According to the Attorney-General, the former Vice-President’s comments attempt to downplay what he described as a landmark achievement by the administration of Bola Ahmed Tinubu in resolving a dispute that has lingered for nearly three decades.
He recalled that OPL 245 was initially awarded to Malabu Oil & Gas Ltd in April 1998, revoked in July 2001, and later reassigned to Shell Nigeria Ultra-Deep Limited in May 2002—developments that triggered prolonged litigation and legislative scrutiny.
The disputes were eventually addressed through a 2011 Resolution Agreement involving the Federal Government, Malabu, Shell Nigeria Ultra-Deep Limited (now Shell Nigeria Exploration and Production Company Limited—SNEPCo), and Nigerian Agip Exploration (NAE)/Eni entities. Under the agreement, Malabu relinquished its claims in exchange for compensation, while the Federal Government reallocated the block to SNEPCo and NAE as joint license holders, with a commitment to convert it into an Oil Mining Lease (OML).
Fagbemi noted that the agreement and related transactions underwent extensive judicial scrutiny in multiple jurisdictions, including the United States, the United Kingdom, and Italy, with no findings of wrongdoing against the companies involved.
He added that following delays in converting OPL 245 into an OML, Eni entities and Nigerian Agip Exploration initiated arbitration against Nigeria at the International Centre for Settlement of Investment Disputes, alleging a breach of obligations under the Nigeria–Netherlands Bilateral Investment Treaty. This exposed Nigeria to potential liabilities exceeding $2 billion.
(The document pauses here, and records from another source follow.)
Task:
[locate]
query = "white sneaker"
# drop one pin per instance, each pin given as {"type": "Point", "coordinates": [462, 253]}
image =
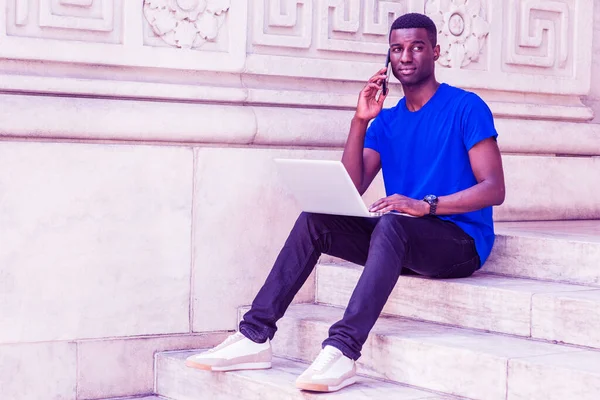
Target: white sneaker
{"type": "Point", "coordinates": [330, 371]}
{"type": "Point", "coordinates": [236, 352]}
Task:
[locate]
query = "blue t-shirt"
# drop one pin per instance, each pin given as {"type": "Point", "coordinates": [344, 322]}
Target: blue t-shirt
{"type": "Point", "coordinates": [426, 152]}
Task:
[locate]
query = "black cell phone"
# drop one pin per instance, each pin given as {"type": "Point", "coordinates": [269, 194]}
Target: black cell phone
{"type": "Point", "coordinates": [384, 86]}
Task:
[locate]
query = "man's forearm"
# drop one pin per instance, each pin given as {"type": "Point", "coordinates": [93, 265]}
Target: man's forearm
{"type": "Point", "coordinates": [353, 152]}
{"type": "Point", "coordinates": [482, 195]}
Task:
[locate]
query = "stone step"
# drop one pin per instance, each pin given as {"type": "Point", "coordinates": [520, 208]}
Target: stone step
{"type": "Point", "coordinates": [457, 361]}
{"type": "Point", "coordinates": [178, 382]}
{"type": "Point", "coordinates": [562, 251]}
{"type": "Point", "coordinates": [149, 397]}
{"type": "Point", "coordinates": [524, 307]}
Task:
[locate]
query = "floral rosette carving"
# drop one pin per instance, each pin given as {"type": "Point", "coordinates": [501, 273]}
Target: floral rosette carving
{"type": "Point", "coordinates": [186, 23]}
{"type": "Point", "coordinates": [462, 30]}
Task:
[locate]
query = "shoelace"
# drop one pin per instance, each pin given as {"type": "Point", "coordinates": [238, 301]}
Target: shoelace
{"type": "Point", "coordinates": [324, 358]}
{"type": "Point", "coordinates": [227, 341]}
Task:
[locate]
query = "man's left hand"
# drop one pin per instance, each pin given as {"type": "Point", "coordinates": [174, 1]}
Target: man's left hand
{"type": "Point", "coordinates": [403, 204]}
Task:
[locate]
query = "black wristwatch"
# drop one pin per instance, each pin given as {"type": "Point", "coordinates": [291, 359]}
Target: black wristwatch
{"type": "Point", "coordinates": [432, 200]}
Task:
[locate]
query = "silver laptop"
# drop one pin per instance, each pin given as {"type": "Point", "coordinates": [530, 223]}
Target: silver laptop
{"type": "Point", "coordinates": [322, 186]}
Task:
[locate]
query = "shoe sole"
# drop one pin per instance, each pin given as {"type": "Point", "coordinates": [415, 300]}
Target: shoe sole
{"type": "Point", "coordinates": [316, 387]}
{"type": "Point", "coordinates": [234, 367]}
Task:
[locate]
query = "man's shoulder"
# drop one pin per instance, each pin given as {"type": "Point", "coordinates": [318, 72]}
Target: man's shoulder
{"type": "Point", "coordinates": [462, 96]}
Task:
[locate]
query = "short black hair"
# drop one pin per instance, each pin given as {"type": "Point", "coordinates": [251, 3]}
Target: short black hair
{"type": "Point", "coordinates": [415, 20]}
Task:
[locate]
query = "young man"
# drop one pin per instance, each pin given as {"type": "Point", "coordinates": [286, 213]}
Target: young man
{"type": "Point", "coordinates": [437, 149]}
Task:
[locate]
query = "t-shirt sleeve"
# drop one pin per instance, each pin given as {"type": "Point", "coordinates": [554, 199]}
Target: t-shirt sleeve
{"type": "Point", "coordinates": [373, 134]}
{"type": "Point", "coordinates": [478, 122]}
The Attorney-General stressed that the arbitration, which began in 2020, focused solely on treaty obligations and licensing delays—not ownership disputes involving Malabu. He also pointed out that individuals now claiming interests in Malabu neither participated in nor had legal standing in those proceedings.
Describing OPL 245 as one of Nigeria’s most commercially viable offshore assets—located about 150 kilometres from the coast—he said decades of disputes had stalled its development. The current resolution, he explained, is designed to eliminate legal uncertainties, avert financial risks, and unlock the asset’s economic potential.
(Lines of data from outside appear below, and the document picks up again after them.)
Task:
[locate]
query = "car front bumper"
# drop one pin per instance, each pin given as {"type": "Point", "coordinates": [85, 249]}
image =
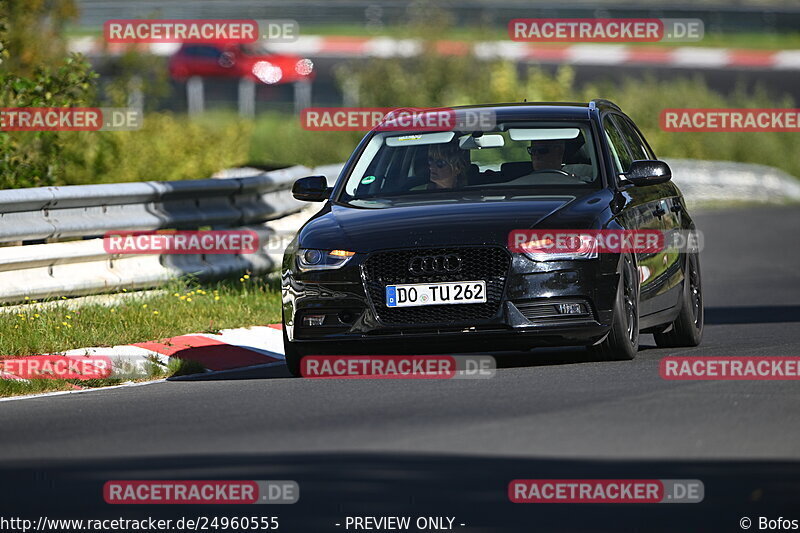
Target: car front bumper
{"type": "Point", "coordinates": [354, 322]}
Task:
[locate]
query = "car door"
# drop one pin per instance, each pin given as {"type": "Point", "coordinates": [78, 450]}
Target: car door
{"type": "Point", "coordinates": [641, 212]}
{"type": "Point", "coordinates": [668, 210]}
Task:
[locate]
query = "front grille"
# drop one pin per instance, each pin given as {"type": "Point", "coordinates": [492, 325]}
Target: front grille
{"type": "Point", "coordinates": [477, 263]}
{"type": "Point", "coordinates": [547, 310]}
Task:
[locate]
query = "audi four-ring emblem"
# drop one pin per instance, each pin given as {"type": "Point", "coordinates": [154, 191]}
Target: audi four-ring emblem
{"type": "Point", "coordinates": [434, 264]}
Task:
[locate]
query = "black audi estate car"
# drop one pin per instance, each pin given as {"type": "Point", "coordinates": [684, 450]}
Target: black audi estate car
{"type": "Point", "coordinates": [410, 253]}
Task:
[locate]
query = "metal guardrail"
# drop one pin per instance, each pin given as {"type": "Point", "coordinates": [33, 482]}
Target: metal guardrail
{"type": "Point", "coordinates": [84, 213]}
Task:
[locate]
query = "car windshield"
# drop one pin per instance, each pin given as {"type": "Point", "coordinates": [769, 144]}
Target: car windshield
{"type": "Point", "coordinates": [514, 160]}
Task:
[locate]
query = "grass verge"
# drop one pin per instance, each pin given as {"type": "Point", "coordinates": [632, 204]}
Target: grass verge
{"type": "Point", "coordinates": [186, 307]}
{"type": "Point", "coordinates": [157, 370]}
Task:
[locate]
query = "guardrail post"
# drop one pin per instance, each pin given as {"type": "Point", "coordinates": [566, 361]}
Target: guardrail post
{"type": "Point", "coordinates": [247, 98]}
{"type": "Point", "coordinates": [194, 95]}
{"type": "Point", "coordinates": [302, 95]}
The project is expected to contribute about 150,000 barrels per day to Nigeria’s oil output and includes major gas export components tied to Nigeria LNG. Fagbemi said the resolution would boost government revenue, strengthen energy security, and restore investor confidence.
He further cited the Court of Appeal’s decision in Nigerian Agip Exploration Limited v. Malabu Oil & Gas Ltd (2025), which dismissed Malabu’s challenge to the allocation of the oil block, ruling it statute-barred and an abuse of court process.
Fagbemi concluded that continued opposition to the resolution, despite clear legal and economic benefits, raises concerns about the motives behind such criticisms. He argued that such resistance is driven by narrow, self-serving interests rather than patriotism and warned that it could undermine national progress.
He urged Nigerians to remain cautious of misleading narratives and to support efforts aimed at maximizing the value of critical national assets for the benefit of the country.